Доктор Гастон Эрве носил черные очки с прямоугольными стеклами, слишком большие манжеты с агатовыми запонками и слыл нелюдимом. Коллеги ничего не знали о его семье или привязанностях, но уважали его педантичный холодноватый профессионализм. А он давно понял, что люди с нервными и психическими болезнями больше всего нуждаются только в одном лекарстве – в скуке, рутине, ритуальных банальностях, потому что именно повторение общих мест и является известью, скрепляющей личность. Поэтому доктор Эрве и не говорил своим пациентам ничего такого, чего они втайне не желали бы услышать сами.

Выписывая Тео из госпиталя, доктор Эрве посоветовал ему употреблять в пищу больше жирного и меньше сладкого, то есть прописал так называемую кетогенную диету, которую часто рекомендуют эпилептикам.

– Свежий воздух и никаких волнений. И постарайтесь выкинуть из головы этот фильм. Чувство вины – очень опасное чувство, – сказал доктор, который успел проникнуться симпатией к этому простодушному гиганту с седым ежиком на круглой голове. – Нередко чувство вины заставляет человека совершать роковые поступки, превращает его в раба и чудовище. А призраки – это мы сами… Все мы иногда спотыкаемся о собственную тень, но не стоит по этой причине отказываться от десерта. Вы любите море?

– Море, мсье?

– Сейчас зима, но прогулки у моря были бы вам чрезвычайно полезны.
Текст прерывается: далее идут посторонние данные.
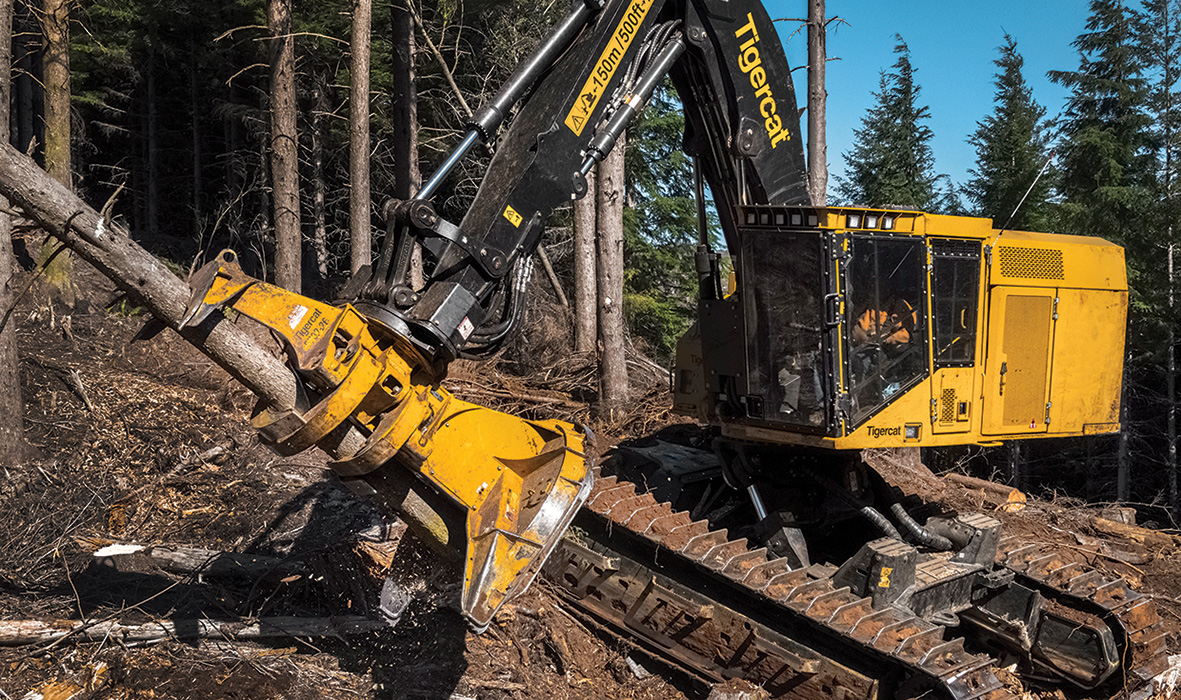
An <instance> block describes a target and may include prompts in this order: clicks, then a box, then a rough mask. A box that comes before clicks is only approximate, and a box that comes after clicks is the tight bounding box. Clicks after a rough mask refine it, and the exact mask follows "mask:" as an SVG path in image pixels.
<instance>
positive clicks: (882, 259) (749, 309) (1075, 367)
mask: <svg viewBox="0 0 1181 700" xmlns="http://www.w3.org/2000/svg"><path fill="white" fill-rule="evenodd" d="M735 229H736V235H735V236H733V238H736V240H733V241H731V242H730V247H731V251H732V254H733V276H735V279H733V283H732V288H731V289H730V290H729V294H725V295H722V297H720V299H703V300H702V301H700V306H699V319H698V323H697V326H696V327H694V328H693V331H691V332H690V333H689V334H687V335H686V336H685V339H683V341H681V344H680V346H679V347H678V367H677V374H676V386H674V410H676V411H678V412H681V413H686V414H696V416H698V417H699V418H702V419H704V420H706V421H709V423H713V424H718V425H720V426H722V428H723V432H724V433H725V434H727V436H730V437H733V438H738V439H750V440H757V441H775V443H792V444H808V445H816V446H828V447H839V449H861V447H867V446H903V445H913V446H920V445H935V444H964V443H970V441H977V443H987V441H994V440H997V439H999V438H1005V439H1007V438H1010V437H1025V436H1030V434H1033V433H1038V432H1045V433H1055V434H1084V433H1085V434H1096V433H1100V432H1113V431H1116V430H1118V417H1117V408H1118V386H1120V381H1118V379H1120V375H1118V368H1120V367H1121V366H1122V353H1123V334H1122V328H1123V325H1124V318H1125V309H1127V280H1125V274H1124V267H1123V266H1124V263H1123V251H1122V249H1121V248H1118V247H1116V246H1113V244H1110V243H1108V242H1105V241H1102V240H1100V238H1091V237H1085V238H1084V237H1075V236H1061V235H1051V234H1029V233H1022V231H1012V233H1004V234H1001V233H1000V231H998V230H996V229H993V227H992V225H991V222H990V221H988V220H984V218H972V217H951V216H937V215H927V214H922V212H919V211H895V210H867V209H848V208H827V209H810V208H781V207H749V208H744V209H743V210H740V211H739V214H738V216H737V217H736V227H735ZM998 236H999V237H998ZM994 250H996V251H997V255H993V251H994ZM993 259H996V260H993ZM1065 261H1071V262H1074V264H1064V262H1065ZM1068 268H1071V269H1068ZM1068 273H1074V274H1068ZM1010 299H1012V301H1009V300H1010ZM1068 300H1069V301H1068ZM1063 303H1069V305H1070V308H1069V310H1070V313H1071V316H1070V318H1069V319H1064V318H1063V313H1062V312H1064V310H1068V309H1066V308H1065V307H1063V306H1062V305H1063ZM1056 332H1057V333H1058V335H1059V336H1061V340H1059V344H1061V342H1063V341H1065V342H1066V344H1068V345H1069V344H1070V341H1068V340H1066V339H1068V338H1077V336H1078V335H1079V334H1084V335H1085V334H1089V335H1090V338H1089V341H1088V345H1089V347H1090V351H1089V353H1078V352H1077V347H1076V348H1072V349H1074V351H1075V352H1074V353H1071V352H1070V349H1071V348H1069V347H1068V345H1062V346H1061V347H1062V348H1063V352H1055V342H1053V340H1055V334H1056ZM1096 358H1098V359H1096ZM1084 364H1085V365H1088V366H1090V367H1100V369H1095V371H1094V372H1092V374H1095V379H1097V380H1098V381H1097V382H1085V384H1077V382H1071V385H1069V386H1066V385H1063V384H1062V382H1061V381H1059V382H1057V384H1058V385H1059V386H1057V388H1055V386H1053V385H1055V381H1053V379H1055V378H1056V377H1059V375H1061V377H1066V375H1070V377H1078V375H1079V372H1081V371H1082V366H1083V365H1084ZM1113 368H1115V369H1114V371H1113ZM1056 372H1057V374H1056ZM1053 392H1057V394H1059V395H1058V397H1057V398H1058V399H1061V401H1065V403H1066V404H1069V408H1070V411H1069V412H1070V414H1069V416H1059V418H1061V419H1063V420H1065V426H1064V427H1063V424H1059V425H1055V426H1053V428H1051V427H1050V426H1051V425H1052V416H1053V413H1055V411H1053V400H1055V398H1056V397H1053V395H1051V393H1053ZM1005 416H1007V419H1006V418H1005Z"/></svg>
Почему бы вам не съездить, скажем, в Довиль? Там хорошо даже зимой… И поосторожнее с крепкими напитками!

– Это поможет?

Что-то в его голосе заставило доктора Эрве насторожиться. Он поднял брови.

– Видите ли, – продолжал Тео, – вот уже третью ночь я просыпаюсь от детского плача… это девочка…

– Девочка? – Доктор насторожился. – Здесь нет детей.

– Я знаю, мсье. Но она плачет. Это девочка лет десяти-двенадцати. Одноногая девочка. Она плачет и плачет, и я просыпаюсь… а потом не могу заснуть…

– Одноногая… – Доктор нахмурился.

– Да, мсье, у нее одна нога. Она очень несчастна. А я не могу заснуть.

Доктор Эрве задумчиво кивнул.

– Видите ли… – Он вдруг запнулся и снял очки. – Я родился в маленькой деревушке неподалеку от Орлеана…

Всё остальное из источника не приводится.